There wasn't much time or money for hobbies or vacations.  Dad was able to find joy in his favorite TV shows and relax at home.  He loved driving through the Government Farms in Beltsville on Sunday afternoons and stopping at the University of Maryland Dairy for ice cream. He enjoyed the West Virginia and Virginia countryside, and in his 50's the family owned a weekend cabin in the Massanutten area of the Blue Ridge Mountains. 


 Dad was a "MOPAR" man.  The first car I remember (after the Hudson), was a 1952 Dodge with the fluid drive clutch.  It was a 2-door.

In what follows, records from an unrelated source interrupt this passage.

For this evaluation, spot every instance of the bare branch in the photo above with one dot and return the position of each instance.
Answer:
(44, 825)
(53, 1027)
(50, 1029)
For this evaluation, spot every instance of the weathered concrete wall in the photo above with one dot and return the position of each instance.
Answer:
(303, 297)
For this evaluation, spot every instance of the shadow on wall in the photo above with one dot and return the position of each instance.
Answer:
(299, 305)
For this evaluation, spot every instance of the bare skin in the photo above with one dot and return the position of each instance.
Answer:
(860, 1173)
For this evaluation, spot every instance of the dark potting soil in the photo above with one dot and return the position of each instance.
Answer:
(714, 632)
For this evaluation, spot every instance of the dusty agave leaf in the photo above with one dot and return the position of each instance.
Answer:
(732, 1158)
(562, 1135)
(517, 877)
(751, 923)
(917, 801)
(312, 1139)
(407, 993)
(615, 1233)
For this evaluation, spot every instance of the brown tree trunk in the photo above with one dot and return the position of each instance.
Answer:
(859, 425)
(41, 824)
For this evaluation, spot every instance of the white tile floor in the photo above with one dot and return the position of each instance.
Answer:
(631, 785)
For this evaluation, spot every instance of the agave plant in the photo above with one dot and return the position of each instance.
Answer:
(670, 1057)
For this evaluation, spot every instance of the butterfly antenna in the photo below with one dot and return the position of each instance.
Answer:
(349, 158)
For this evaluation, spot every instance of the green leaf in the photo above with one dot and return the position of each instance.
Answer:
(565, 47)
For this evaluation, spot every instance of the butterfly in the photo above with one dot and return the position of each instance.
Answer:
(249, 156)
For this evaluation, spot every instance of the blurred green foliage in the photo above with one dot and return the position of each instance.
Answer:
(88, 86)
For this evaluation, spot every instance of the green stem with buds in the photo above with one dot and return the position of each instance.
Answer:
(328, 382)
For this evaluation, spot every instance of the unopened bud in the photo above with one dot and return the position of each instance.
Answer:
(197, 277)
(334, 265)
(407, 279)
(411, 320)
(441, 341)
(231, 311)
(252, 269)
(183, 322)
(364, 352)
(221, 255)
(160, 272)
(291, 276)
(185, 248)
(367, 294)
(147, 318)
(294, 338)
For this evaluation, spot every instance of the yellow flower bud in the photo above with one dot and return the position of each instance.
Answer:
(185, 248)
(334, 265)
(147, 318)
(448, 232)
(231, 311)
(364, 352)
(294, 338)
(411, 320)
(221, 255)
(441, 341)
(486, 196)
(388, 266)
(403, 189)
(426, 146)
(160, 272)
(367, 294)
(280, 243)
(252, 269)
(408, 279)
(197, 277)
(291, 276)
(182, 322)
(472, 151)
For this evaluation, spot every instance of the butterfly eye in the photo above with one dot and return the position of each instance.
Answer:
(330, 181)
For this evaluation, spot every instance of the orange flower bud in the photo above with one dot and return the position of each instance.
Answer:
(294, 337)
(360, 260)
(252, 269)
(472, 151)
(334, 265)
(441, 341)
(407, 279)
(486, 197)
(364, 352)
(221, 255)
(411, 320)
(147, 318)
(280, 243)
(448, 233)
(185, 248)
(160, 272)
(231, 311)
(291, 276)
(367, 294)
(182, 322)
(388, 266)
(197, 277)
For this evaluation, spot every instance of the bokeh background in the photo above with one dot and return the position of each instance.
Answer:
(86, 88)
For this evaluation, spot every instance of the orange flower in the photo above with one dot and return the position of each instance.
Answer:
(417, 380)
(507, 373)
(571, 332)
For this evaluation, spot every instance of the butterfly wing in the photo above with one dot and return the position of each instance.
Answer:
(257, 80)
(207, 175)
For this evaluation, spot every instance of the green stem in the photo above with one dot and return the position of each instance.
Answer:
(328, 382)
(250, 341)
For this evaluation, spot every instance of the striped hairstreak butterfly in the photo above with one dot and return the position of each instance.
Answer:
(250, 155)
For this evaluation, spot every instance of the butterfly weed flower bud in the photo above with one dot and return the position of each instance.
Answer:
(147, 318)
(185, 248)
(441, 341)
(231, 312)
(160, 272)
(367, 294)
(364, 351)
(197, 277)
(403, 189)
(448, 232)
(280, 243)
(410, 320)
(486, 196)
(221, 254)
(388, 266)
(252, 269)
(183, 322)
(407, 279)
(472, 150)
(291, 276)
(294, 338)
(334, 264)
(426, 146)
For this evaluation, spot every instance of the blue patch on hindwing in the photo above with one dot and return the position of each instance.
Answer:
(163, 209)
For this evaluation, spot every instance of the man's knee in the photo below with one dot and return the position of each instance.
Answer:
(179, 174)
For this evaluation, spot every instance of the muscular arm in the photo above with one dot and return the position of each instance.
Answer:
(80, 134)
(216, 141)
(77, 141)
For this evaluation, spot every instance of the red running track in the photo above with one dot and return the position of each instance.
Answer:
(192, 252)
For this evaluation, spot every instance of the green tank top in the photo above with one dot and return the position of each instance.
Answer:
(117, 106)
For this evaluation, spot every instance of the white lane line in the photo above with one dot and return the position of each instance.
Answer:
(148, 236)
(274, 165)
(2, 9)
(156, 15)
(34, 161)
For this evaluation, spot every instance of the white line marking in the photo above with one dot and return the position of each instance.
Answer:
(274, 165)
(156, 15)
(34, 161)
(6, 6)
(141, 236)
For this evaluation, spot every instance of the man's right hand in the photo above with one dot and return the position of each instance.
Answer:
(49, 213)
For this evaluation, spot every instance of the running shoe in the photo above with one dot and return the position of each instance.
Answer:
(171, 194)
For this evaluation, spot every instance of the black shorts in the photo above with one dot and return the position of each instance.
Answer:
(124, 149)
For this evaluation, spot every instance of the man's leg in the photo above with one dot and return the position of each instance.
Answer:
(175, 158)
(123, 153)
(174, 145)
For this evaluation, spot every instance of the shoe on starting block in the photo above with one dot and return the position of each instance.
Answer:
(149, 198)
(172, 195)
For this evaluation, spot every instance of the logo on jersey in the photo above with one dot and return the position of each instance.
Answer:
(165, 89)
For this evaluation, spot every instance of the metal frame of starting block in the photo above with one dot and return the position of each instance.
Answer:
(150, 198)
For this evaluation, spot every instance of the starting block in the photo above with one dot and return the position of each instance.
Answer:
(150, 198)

I would stand up on the floor in the back seat behind Dad to watch him drive.  The shifting of gears was a mystery to me.

 


His next car was a classic 1957 Dodge with the push-button automatic transmission, huge fins, and spinner hubcaps.  This is the car that Barbara and I used to get our driver's licenses.   


The Dodge was followed by a 1962 Plymouth Fury (sorry no photo) -- which was my favorite of his cars.  For the longest time he couldn't bring himself to buy a Japanese car, but late in his life he finally bought a Toyota Camry, and he loved it.

There are many stories that could be told about happy times with Dad.  My brother, Pat, and I, both pilots, took Dad up in small airplanes.  Dad's first flight with Pat, shortly after Pat got his pilot's license, was humorous.  Pat taxied out to the run up area at the College Park Airport, and, as trained, methodically went through the printed check list in the Pilot's logbook.  Dad watched quietly and then announced, "If you need to read the manual to fly this thing, I want to get out!"  The flight went fine. Pat shared with me the best flight of all -- when they flew in the summer to Annapolis to get a bushel of Maryland Crabs, then flew home to eat them!  When I moved to San Diego in 1989, Dad flew with me over Camp Pendleton and Oceanside, places he remembered from long ago.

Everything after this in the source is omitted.